Stephen Hill, chief executive of Betfair, resigned on Friday but will keep more than 3m shares in the internet betting exchange that could be worth as much as £30m when the group floats.
Betfair's profits have risen six-fold during Mr Hill's two years with Betfair, while its turnover has increased four-fold.
His resignation came as the company confirmed it had postponed plans for an IPO.
The group's leading shareholders are known to be keen to secure a £750m-£1bn valuation for the business when it floats, which will probably be after next year's football World Cup.
“I have enjoyed my time at Betfair and I believe I have done what I set out to do,” Mr Hill said. “The business is thriving; international expansion is progressing well; and our portfolio of products is growing. However, I feel the time is right to move on.”
Mr Hill, a former chief executive of the Financial Times, plans to set up a fund which would invest in underperforming small and medium sized companies.
Sir Robert Horton, Betfair's chairman, said: “Stephen leaves us with a top-class management team and the ability to scale significantly.
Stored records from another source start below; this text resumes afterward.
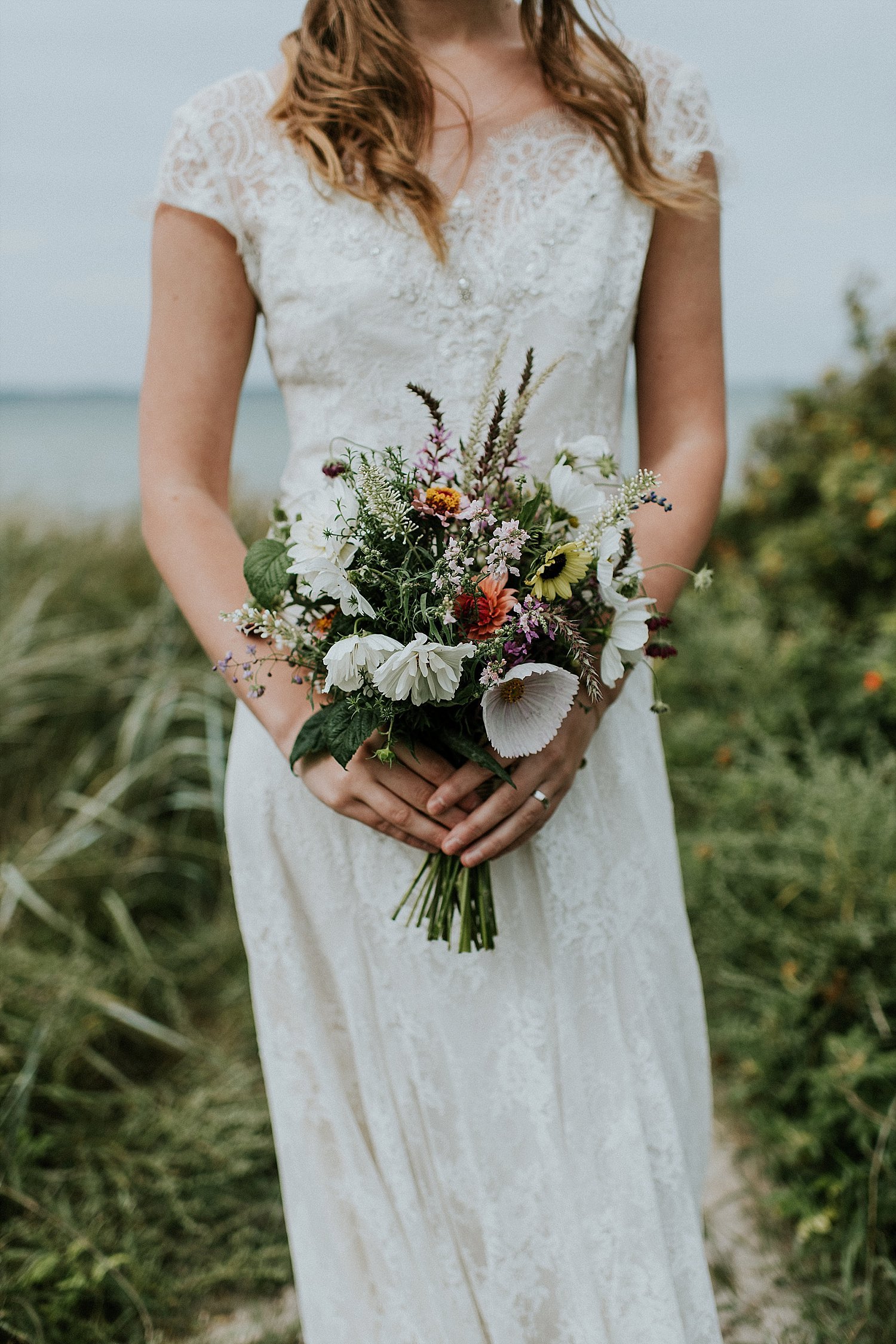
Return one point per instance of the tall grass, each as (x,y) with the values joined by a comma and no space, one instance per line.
(139,1178)
(784,768)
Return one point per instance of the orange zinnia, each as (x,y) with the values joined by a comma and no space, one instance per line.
(484,612)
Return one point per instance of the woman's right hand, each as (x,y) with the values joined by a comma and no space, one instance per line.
(390,799)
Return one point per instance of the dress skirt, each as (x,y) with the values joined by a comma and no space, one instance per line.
(496,1148)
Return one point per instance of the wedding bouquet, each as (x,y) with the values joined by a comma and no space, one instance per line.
(452,600)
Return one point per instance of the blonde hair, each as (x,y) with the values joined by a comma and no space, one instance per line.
(359,104)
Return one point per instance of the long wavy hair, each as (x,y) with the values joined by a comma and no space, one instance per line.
(359,104)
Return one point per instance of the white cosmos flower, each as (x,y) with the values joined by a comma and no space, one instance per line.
(575,493)
(326,527)
(422,670)
(355,655)
(609,553)
(628,635)
(523,713)
(327,578)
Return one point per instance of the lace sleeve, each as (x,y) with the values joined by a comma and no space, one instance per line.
(687,125)
(680,119)
(191,175)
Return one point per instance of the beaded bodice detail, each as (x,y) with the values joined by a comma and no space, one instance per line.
(546,249)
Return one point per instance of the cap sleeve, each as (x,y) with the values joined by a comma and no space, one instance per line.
(687,127)
(682,124)
(191,174)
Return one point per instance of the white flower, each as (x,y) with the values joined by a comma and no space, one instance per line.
(327,578)
(574,492)
(628,633)
(326,527)
(609,551)
(523,713)
(355,655)
(422,670)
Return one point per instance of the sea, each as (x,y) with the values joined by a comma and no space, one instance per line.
(76,453)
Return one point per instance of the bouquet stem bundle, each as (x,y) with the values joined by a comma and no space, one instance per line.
(444,886)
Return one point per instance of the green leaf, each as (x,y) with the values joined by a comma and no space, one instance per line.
(311,739)
(473,751)
(531,508)
(265,572)
(347,726)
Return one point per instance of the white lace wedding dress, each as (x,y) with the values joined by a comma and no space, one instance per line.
(503,1147)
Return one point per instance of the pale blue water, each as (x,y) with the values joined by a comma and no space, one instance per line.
(77,453)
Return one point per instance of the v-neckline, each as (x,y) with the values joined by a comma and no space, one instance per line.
(462,198)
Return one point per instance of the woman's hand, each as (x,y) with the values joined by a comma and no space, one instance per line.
(512,815)
(390,799)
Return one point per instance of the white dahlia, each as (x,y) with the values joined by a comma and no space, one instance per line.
(422,670)
(327,578)
(355,655)
(326,527)
(523,713)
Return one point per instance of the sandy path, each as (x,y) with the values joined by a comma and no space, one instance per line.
(754,1305)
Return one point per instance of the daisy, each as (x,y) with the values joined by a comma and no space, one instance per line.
(558,572)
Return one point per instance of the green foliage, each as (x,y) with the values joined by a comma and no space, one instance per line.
(265,570)
(137,1176)
(785,784)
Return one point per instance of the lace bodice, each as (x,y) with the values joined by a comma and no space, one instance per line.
(546,248)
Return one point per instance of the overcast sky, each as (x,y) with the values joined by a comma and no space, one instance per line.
(803,90)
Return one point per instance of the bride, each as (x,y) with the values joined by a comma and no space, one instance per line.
(507,1147)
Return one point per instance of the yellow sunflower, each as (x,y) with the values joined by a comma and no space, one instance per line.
(558,572)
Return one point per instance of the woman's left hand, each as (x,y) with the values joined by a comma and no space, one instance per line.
(512,815)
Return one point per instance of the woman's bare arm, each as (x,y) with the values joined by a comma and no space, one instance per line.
(203,323)
(201,339)
(682,413)
(682,391)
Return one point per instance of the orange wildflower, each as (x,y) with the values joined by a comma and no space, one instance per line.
(484,612)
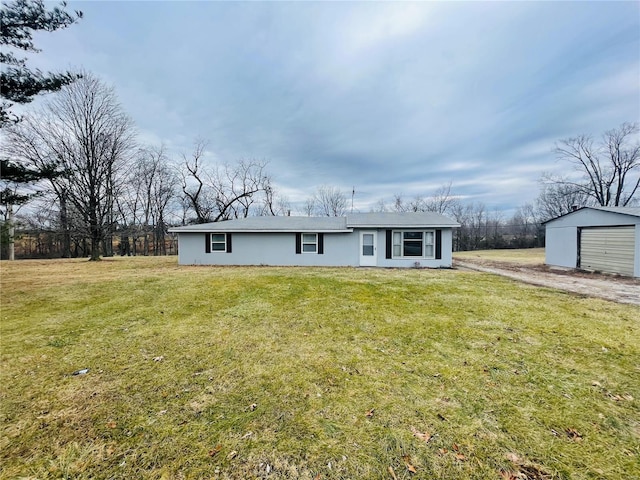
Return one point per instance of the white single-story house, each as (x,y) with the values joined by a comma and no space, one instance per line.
(359,239)
(602,239)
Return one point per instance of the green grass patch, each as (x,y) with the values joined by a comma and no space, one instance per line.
(332,373)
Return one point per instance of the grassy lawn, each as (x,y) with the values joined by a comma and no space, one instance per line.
(528,256)
(310,373)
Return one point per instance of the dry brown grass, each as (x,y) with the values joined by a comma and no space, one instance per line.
(281,366)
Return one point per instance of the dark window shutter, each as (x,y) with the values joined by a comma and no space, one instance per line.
(389,245)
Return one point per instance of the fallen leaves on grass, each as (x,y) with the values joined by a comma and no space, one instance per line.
(523,470)
(573,434)
(215,450)
(407,462)
(424,436)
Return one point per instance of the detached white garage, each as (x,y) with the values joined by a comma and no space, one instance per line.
(602,239)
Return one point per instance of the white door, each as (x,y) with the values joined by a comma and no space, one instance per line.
(368,250)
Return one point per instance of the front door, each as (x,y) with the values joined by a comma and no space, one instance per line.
(368,249)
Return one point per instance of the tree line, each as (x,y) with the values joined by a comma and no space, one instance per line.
(88,188)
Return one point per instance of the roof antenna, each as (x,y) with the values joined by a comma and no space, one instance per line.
(353,192)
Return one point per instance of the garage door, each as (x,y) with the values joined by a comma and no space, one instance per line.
(608,249)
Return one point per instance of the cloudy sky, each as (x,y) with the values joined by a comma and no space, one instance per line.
(389,98)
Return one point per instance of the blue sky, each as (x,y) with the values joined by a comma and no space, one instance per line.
(389,98)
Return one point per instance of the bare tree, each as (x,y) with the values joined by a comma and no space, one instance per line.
(143,204)
(330,201)
(83,131)
(222,192)
(610,168)
(558,196)
(442,201)
(309,206)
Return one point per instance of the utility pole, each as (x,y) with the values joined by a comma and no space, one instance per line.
(353,193)
(11,232)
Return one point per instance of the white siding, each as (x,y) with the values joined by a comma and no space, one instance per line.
(562,236)
(608,249)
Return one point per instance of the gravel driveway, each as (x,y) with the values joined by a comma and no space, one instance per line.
(616,289)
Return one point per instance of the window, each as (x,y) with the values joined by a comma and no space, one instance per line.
(414,244)
(218,242)
(309,243)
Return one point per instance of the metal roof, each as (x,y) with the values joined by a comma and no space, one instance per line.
(322,224)
(404,219)
(632,211)
(271,224)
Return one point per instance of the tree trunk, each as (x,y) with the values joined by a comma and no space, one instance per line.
(11,232)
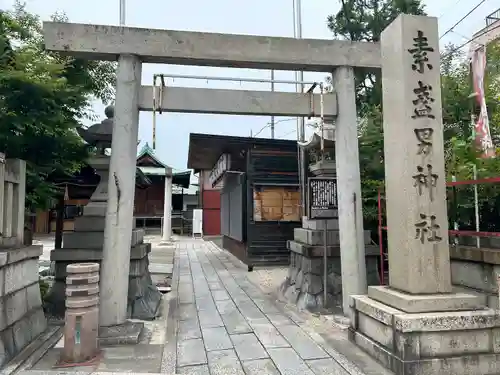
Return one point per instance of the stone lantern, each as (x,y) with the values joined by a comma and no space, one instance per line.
(85,243)
(305,283)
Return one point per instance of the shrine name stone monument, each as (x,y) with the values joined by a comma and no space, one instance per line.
(417,325)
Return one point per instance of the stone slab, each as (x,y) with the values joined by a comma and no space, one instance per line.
(95,240)
(191,352)
(85,255)
(332,224)
(260,367)
(125,334)
(288,362)
(216,339)
(189,329)
(424,303)
(16,255)
(224,362)
(317,251)
(305,347)
(248,347)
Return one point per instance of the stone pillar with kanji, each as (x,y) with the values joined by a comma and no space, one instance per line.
(417,324)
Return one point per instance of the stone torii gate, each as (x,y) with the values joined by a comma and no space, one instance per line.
(134,46)
(417,324)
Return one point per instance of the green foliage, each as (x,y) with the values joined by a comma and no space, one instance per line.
(364,20)
(44,97)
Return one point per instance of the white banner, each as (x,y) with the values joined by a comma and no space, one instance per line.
(481,127)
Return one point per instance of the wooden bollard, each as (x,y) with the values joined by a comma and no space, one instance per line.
(82,313)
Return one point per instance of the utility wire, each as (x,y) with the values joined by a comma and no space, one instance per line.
(448,8)
(270,123)
(468,41)
(462,19)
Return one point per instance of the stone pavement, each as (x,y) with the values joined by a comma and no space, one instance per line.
(226,325)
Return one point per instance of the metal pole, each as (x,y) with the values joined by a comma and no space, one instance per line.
(325,265)
(299,77)
(122,12)
(272,117)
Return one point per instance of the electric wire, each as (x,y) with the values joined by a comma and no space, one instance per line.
(468,41)
(462,19)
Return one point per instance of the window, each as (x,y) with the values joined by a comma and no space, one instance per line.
(276,203)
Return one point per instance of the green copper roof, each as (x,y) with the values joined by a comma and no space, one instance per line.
(146,150)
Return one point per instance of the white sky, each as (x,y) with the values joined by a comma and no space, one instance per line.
(258,17)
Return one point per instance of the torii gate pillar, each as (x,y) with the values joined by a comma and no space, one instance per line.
(121,189)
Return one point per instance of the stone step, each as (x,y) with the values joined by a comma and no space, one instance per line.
(95,240)
(317,250)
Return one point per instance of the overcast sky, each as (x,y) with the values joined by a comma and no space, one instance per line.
(259,17)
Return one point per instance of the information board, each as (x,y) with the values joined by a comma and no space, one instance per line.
(322,198)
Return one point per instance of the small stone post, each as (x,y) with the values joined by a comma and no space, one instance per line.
(82,313)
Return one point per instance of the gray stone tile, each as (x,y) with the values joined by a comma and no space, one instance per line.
(288,362)
(248,347)
(194,370)
(269,336)
(215,285)
(260,367)
(226,306)
(250,311)
(302,343)
(210,319)
(224,362)
(187,311)
(189,329)
(280,320)
(205,303)
(216,339)
(326,366)
(235,323)
(220,295)
(191,352)
(266,306)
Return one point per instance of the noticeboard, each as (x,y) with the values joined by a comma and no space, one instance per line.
(322,198)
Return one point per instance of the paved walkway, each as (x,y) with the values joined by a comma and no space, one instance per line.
(227,325)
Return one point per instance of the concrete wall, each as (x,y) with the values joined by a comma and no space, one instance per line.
(21,314)
(475,271)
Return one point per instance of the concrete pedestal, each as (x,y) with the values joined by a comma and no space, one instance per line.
(464,339)
(304,284)
(85,244)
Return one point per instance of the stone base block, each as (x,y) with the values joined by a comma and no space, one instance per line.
(421,303)
(128,333)
(304,283)
(144,298)
(444,343)
(317,237)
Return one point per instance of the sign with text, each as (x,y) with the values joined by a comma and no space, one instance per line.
(222,165)
(322,198)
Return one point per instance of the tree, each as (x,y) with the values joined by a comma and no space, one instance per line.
(364,20)
(44,97)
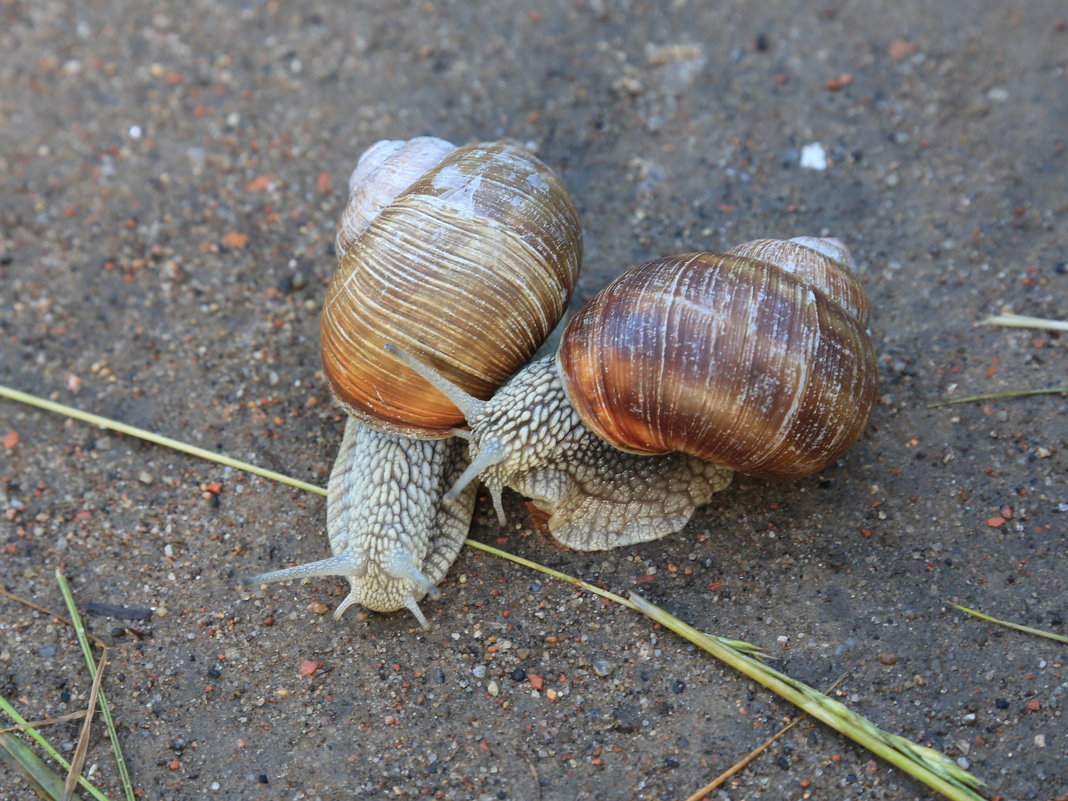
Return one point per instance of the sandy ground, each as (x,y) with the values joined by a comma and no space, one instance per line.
(171,179)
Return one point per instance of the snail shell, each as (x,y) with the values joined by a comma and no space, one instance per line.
(465,255)
(468,268)
(756,359)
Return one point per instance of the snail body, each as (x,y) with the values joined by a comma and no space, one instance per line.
(756,360)
(467,256)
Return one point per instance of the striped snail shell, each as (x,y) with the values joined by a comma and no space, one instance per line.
(466,256)
(468,269)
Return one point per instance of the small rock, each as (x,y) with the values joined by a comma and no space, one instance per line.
(813,156)
(602,668)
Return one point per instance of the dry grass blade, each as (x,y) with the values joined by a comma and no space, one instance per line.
(1022,320)
(929,766)
(48,749)
(87,726)
(1009,624)
(174,444)
(28,765)
(93,671)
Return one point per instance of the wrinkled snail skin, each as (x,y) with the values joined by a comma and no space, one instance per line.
(392,533)
(598,497)
(758,363)
(437,246)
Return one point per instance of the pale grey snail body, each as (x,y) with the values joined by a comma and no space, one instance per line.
(468,257)
(755,360)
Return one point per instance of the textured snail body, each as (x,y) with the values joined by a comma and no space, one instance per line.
(467,256)
(755,360)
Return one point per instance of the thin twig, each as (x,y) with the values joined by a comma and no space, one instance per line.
(752,754)
(32,768)
(48,749)
(927,765)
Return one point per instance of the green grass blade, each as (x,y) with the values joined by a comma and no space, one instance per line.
(926,765)
(1009,624)
(738,645)
(50,750)
(22,760)
(932,768)
(1001,395)
(87,650)
(174,444)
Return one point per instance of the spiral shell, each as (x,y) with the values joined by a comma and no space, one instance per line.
(756,359)
(468,269)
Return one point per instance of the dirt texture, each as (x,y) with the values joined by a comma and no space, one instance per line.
(170,181)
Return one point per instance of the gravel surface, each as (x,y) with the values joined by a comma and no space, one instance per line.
(171,181)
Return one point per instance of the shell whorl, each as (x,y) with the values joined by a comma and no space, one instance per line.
(468,268)
(382,172)
(760,366)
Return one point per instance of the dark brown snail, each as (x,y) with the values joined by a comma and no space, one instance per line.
(755,360)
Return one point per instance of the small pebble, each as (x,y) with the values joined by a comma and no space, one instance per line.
(602,668)
(813,157)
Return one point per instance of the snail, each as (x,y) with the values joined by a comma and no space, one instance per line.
(467,257)
(756,360)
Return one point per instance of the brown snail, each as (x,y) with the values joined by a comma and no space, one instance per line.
(755,360)
(466,257)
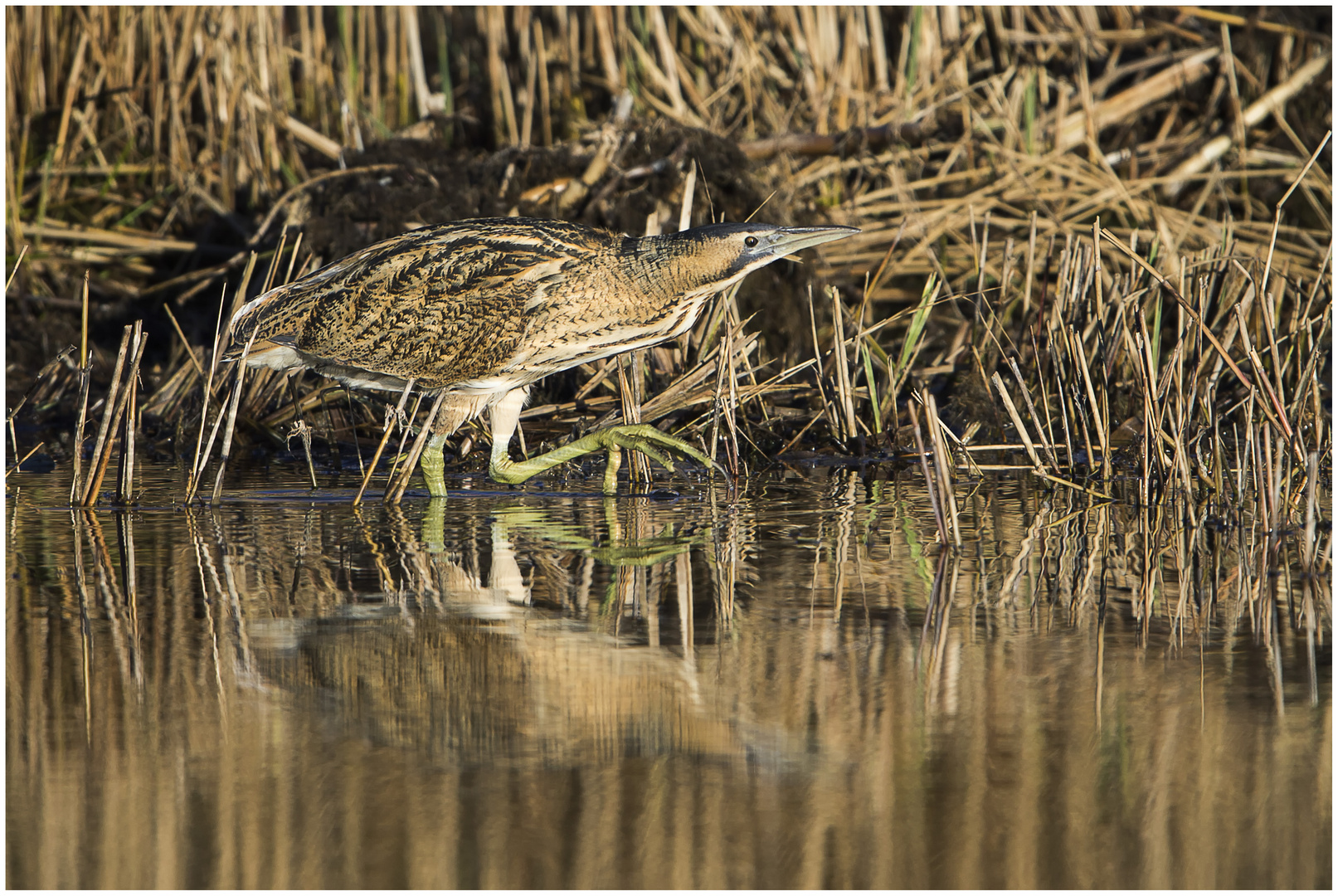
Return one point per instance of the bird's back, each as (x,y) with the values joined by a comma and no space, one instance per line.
(447,304)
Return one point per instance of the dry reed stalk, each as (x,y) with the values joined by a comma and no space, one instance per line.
(225,454)
(395,489)
(102,452)
(391,416)
(929,478)
(107,410)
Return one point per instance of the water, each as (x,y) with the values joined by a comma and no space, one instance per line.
(552,689)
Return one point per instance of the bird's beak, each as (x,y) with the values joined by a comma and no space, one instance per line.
(791,240)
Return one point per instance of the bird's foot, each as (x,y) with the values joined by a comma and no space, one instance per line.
(637,436)
(432,463)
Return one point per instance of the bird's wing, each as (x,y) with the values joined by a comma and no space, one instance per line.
(442,304)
We understand his reasons for leaving and wish him all the best in his new venture.”
He joined Betfair in 2003 after an abortive attempt at buying the FT's portfolio of business magazines. A keen triathlete, he studied law at Cambridge before joining Boston Consulting. A stint at Guinness followed, before Mr Hill moved on to Pearson, the media group that owns the FT.
Mr Hill will leave Betfair with 3.125m shares. The shares were put into a trust this year with a valuation believed to be 271p each, giving them a current value of more than £8m. This would rise to £30m if the group secured a £1bn valuation at float.
Betting exchanges have revolutionised the gambling industry because they allow punters to bet against each other without having to use a bookmaker.
Betfair has grown rapidly but has stuttered this year after failing to gain a licence to operate in Australia. However, the group has gained operating licences in Malta, Austria and Germany and is hopeful that the World Cup next year will be a betting bonanza.
The group has also hinted that it may quit Britain, where it is based, if the Treasury moves to change the tax regime for betting exchanges.